Severity class Scaled dNBR range
Enhanced regrowth, high −500 to −251
Enhanced regrowth, low −250 to −101
Unburned −100 to +99
Low severity +100 to +269
Moderate-low severity +270 to +439
Moderate-high severity +440 to +659
High severity +660 to +1300

These breaks were derived in western-US conifer forests; treat them as a starting point and recalibrate against local Composite Burn Index plots for other biomes.

Expected output and verification

A correct run returns a float32 array of scaled dNBR on the same 20 m grid as the inputs, centered near zero over unburned land and strongly positive over the burn. Assert the physical bounds and the offset residual before trusting it:

import numpy as np


def verify_dnbr(dnbr_scaled, unburned_mask):
    finite = dnbr_scaled[np.isfinite(dnbr_scaled)]
    assert finite.size > 0, "dNBR is entirely NaN — check masks and scaling"
    # Scaled dNBR is bounded by ±2000 (two normalized differences × 1000).
    assert finite.min() >= -2000 and finite.max() <= 2000, "out of range: bad scaling"
    resid = np.nanmedian(dnbr_scaled[unburned_mask])
    assert abs(resid) < 20, f"unburned dNBR not centered ({resid:.1f}): re-check offset"
    print(f"unburned median scaled dNBR: {resid:.1f}")
    return float(resid)

An unburned median far from zero means the phenological offset was estimated over a contaminated or partly-burned reference region; an out-of-range extreme usually means the reflectance offset was wrong or the band order was swapped.

Common pitfalls

  • Unequal scene extents or resolution. B8A and B12 are both 20 m, so keep every band at 20 m; do not silently resample one to 10 m, which would sample the wrong pixels. Assert identical shape and transform across all four inputs.
  • Skipping the offset correction. dNBR from two dates carries a cross-date phenology and illumination bias. Subtract the mean dNBR of an unburned area before scaling, or the whole scene can shift a severity class.
  • Cloud masking with the wrong resample. The SCL is categorical — resample it nearest-neighbour to 20 m. Bilinear invents fractional class codes and leaks cloud pixels into both the burn and the unburned reference.
  • Forgetting or double-applying BOA_ADD_OFFSET. Applying -1000 to a pre-baseline product, or omitting it on a newer one, biases reflectance and drifts every NBR. Read the baseline from MTD_MSIL2A.xml.

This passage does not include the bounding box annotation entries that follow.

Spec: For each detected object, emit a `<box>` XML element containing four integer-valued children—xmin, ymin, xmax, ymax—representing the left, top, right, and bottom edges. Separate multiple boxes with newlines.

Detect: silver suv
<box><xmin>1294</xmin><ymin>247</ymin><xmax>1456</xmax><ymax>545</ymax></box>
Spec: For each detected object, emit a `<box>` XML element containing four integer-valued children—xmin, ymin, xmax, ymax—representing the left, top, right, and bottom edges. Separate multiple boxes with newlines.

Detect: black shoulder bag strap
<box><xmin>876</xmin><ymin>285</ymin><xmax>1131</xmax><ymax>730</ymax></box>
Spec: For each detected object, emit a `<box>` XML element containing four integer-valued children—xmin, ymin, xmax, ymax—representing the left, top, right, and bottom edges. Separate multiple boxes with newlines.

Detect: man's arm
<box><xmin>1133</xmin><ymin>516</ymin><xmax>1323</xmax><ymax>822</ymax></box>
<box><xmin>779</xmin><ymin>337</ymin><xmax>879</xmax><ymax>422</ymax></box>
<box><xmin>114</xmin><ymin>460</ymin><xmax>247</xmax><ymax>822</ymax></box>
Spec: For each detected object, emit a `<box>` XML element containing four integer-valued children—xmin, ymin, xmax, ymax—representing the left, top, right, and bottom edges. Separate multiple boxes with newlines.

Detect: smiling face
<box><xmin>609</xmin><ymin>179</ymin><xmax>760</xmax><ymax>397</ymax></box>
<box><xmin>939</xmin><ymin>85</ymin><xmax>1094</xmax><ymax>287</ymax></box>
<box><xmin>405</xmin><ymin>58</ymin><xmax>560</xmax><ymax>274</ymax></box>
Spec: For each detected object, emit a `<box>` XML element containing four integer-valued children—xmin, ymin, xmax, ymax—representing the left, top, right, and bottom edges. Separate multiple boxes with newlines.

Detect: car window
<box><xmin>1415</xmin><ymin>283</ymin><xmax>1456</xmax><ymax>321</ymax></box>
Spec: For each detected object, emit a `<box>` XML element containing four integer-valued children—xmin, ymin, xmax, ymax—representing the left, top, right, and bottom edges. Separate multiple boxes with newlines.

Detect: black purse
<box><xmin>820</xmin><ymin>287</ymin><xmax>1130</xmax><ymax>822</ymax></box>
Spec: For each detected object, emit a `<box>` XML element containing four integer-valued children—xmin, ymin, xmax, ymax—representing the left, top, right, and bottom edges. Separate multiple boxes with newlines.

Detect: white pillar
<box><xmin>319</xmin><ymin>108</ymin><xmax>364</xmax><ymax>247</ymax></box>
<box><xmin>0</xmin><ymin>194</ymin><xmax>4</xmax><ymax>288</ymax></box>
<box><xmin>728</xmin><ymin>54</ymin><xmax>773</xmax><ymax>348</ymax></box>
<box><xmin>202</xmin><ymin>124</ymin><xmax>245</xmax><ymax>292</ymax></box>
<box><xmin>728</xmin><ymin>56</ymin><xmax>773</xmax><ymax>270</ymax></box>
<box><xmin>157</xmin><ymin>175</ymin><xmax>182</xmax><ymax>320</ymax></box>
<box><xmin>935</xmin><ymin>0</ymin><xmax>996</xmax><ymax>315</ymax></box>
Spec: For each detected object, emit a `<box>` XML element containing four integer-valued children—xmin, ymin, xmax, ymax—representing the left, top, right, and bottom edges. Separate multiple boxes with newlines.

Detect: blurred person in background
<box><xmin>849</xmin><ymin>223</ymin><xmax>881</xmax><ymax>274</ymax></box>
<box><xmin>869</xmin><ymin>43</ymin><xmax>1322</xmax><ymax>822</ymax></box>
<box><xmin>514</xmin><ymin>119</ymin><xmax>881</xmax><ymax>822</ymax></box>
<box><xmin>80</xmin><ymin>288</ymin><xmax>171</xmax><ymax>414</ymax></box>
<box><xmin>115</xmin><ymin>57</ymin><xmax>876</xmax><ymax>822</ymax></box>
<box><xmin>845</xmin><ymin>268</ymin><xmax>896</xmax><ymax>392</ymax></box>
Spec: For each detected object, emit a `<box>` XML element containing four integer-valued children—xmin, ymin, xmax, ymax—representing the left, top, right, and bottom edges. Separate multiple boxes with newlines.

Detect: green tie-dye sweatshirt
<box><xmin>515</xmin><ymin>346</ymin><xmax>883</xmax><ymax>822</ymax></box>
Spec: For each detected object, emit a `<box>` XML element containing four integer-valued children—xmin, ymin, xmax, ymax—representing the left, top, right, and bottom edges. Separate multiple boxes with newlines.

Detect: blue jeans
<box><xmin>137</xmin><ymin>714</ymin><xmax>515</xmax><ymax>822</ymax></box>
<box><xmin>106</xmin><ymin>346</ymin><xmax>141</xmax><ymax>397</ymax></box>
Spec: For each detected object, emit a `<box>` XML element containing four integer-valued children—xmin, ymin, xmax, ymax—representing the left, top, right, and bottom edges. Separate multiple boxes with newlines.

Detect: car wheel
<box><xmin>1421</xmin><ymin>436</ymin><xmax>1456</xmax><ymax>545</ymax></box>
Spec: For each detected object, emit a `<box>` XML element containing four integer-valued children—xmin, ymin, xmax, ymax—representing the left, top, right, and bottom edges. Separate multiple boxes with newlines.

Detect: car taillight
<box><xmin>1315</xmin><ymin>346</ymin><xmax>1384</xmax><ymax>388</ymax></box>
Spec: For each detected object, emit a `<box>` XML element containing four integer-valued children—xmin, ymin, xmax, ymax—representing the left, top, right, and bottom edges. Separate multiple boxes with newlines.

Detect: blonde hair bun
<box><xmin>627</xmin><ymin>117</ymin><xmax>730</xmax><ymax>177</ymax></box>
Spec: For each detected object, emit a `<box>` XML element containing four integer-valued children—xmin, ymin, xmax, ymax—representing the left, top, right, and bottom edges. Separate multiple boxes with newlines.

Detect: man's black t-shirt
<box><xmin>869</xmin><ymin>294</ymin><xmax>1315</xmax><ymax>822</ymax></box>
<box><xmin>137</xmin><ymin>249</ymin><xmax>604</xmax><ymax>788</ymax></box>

Frequently Asked Questions

Should I use B8 or B8A with B12 for dNBR?

Use B8A. It is the 20 m narrow-NIR band that matches B12’s native 20 m resolution, so the two arrays overlay pixel-for-pixel with no resampling baked into the ratio. B8 is 10 m and would force you to resample B12 up to 10 m, introducing interpolation into a physically meaningful index for no real gain in severity mapping.

Do I apply the ×1000 scaling before or after the offset correction?

Correct the phenological offset first, while dNBR is still in native units, then multiply by 1000. The offset is estimated as a mean over unburned pixels in the same units as dNBR, so subtracting it before scaling keeps everything consistent and lets you compare the residual directly against zero.

What NBR bands does Landsat use if I switch sensors?

Landsat 8/9 uses Band 5 (NIR) and Band 7 (SWIR2), both 30 m, with their own reflectance scaling. The dNBR arithmetic is identical, but do not mix a Sentinel-2 date with a Landsat date in one pair — the differing spectral response functions embed a sensor difference in the severity signal.